Las pruebas se están realizando en la base aérea de Eglin, en Florida, dentro de un programa llamado VENOM. El objetivo principal de este programa no es convertir a estos cazas en aviones sin pilotos, sino que la implementación de la IA en los aviones es para probar, corregir y mejorar algoritmos de autonomía en condiciones reales.

Durante los ensayos que se están realizando, sigue habiendo un piloto dentro de la cabina. Su función es supervisar lo que hace el sistema, comprobar que cumple los objetivos previstos y recuperar inmediatamente el control si detecta cualquier problema.
En ningún caso es una IA autónoma, sino que el piloto puede activar o detener los algoritmos de autonomía en tiempo real. No deja de ser una inteligencia artificial supervisada por un ser humano.
Para poder llevar a cabo estas pruebas, los cazas F-16 han recibido nuevos sistemas hardware, software, sensores e instrumentos que permiten instalar diferentes agentes de inteligencia artificial a través de modificaciones.

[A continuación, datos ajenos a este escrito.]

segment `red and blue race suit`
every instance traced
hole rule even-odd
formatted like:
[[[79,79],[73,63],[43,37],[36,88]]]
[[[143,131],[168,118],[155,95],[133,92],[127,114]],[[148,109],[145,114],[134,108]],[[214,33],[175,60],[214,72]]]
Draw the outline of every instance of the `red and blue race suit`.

La implementación de estos nuevos sistemas podrían ser capaces de analizar la situación y tomar decisiones de pilotaje. Los aviones comenzaron a volar en prácticas en junio de 2026 para verificar que las modificaciones eran seguras. En julio, la Fuerza Aérea pasó a una segunda fase en la que la IA asumió el control del vuelo durante algunas partes de la misión.

Todas estas pruebas tienen un objetivo claro, que es desarrollar los futuros Collaborative Combat Aircraft o CCA: aeronaves no tripuladas que volarán junto a cazas tripulados como los F-35 y que podrán realizar misiones de vigilancia, defensa, interferencia electrónica o ataque.
Según Air Force Research Laboratory, "el programa VENOM marca un capítulo crucial en el avance de las capacidades de combate aéreo. Este programa transformador tiene el potencial de redefinir los paradigmas del combate aéreo mediante el desarrollo de nuevas funciones autónomas para las plataformas tripuladas y no tripuladas actuales y futuras", afirmó el comandante Ross Elder, responsable de las pruebas de desarrollo de VENOM.